What angle to burnish to is up to the user. Burnishing to 15° gives a very aggressive scraper that cuts best when held at a low angle to the wood. Burnishing to 2° yields a scraper that cuts less aggressively, but can be held nearly perpendicular to the wood.
For more about different types of scraping tools and their different uses, see Scraping Tools.
Tips on Building a Small Bench with Hand Tools
Remember when planing the boards to plane diagonally to the grain in order to ensure that any cup or twist is removed, then take a few smoothing passes to leave a smooth, even surface. After planing, it is a good idea to take one pass down the corners of the board to knock off the sharp edges, thus preventing cuts.
When making the saw cuts for the joints, remember that it is much easier to saw just outside the line, then trim to the line with a chisel than it is to put wood back on the board after over-cutting with the saw.
The shoulder cuts on C must be the first joint cut, as they determine the spacing of the legs. The dados for the legs are laid out from C, and the rabbet on B is trimmed to fit its dado. The notches for C are marked on the outside face of B; otherwise, it is difficult to accurately mark their depth.

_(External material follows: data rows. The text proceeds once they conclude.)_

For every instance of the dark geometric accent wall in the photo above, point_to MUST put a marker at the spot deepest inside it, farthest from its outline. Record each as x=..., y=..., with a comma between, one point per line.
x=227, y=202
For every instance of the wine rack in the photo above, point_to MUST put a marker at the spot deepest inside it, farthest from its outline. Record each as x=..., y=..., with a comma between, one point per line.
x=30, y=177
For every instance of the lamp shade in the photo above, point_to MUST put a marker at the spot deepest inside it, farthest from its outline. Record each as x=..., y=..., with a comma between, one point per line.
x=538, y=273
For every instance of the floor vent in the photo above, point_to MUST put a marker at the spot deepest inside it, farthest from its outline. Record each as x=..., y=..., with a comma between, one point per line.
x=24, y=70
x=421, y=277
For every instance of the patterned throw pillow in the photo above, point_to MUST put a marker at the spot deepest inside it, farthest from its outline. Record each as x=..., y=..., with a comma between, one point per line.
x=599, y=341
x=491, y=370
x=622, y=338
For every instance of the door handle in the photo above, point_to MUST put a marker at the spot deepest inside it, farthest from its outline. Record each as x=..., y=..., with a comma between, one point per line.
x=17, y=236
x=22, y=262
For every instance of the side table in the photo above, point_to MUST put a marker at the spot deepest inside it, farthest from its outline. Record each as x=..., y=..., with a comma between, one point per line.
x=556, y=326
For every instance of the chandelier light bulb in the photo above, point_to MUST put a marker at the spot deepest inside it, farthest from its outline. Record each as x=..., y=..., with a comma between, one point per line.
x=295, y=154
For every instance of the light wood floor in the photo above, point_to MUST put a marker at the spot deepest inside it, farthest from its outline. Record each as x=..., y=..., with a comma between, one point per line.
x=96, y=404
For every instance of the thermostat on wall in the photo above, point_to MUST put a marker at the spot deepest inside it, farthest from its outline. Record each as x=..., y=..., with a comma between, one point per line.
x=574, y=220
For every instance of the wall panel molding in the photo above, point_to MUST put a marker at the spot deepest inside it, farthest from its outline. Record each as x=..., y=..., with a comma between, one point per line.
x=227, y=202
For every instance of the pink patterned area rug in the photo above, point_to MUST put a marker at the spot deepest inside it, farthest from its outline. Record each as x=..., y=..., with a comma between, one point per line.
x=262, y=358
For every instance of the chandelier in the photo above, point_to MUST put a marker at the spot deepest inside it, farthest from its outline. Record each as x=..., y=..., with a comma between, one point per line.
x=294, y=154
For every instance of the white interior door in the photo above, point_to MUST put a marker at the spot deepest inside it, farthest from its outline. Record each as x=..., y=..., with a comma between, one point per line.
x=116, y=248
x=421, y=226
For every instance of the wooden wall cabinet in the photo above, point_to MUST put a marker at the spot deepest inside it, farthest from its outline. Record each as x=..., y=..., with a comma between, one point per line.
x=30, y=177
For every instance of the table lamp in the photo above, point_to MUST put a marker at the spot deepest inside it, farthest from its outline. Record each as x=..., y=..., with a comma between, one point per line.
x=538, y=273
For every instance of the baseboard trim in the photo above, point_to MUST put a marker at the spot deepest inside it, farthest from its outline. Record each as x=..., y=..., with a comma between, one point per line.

The half-dovetails are laid out after all other joints have been cut. First cut the half-tail on one end of both stretchers (part D), and use them to mark their mating notches. After cutting the notches for one end of both stretchers, assemble the bench, set the ends of D into their notches and pull the legs towards each other and mark the length of D to the inside of B. This marks for the shoulder cuts on D and ensures that when D are installed, they will lock all the joints firmly and prevent the bench from wobbling.
When doing the final smoothing, try not to change the wood's thickness around the joints significantly as this would result in loose joints.
Don't forget to chamfer the top and feet, and knock off all sharp corners after the bench is assembled.
Your newly finished bench can be finished with oil or shellac for a natural look. The bench in the photos was finished with a thinned coat of golden oak stain, then oiled and finally waxed with a paste mixture of linseed oil and beeswax. This gives a low luster, aged look to the bench.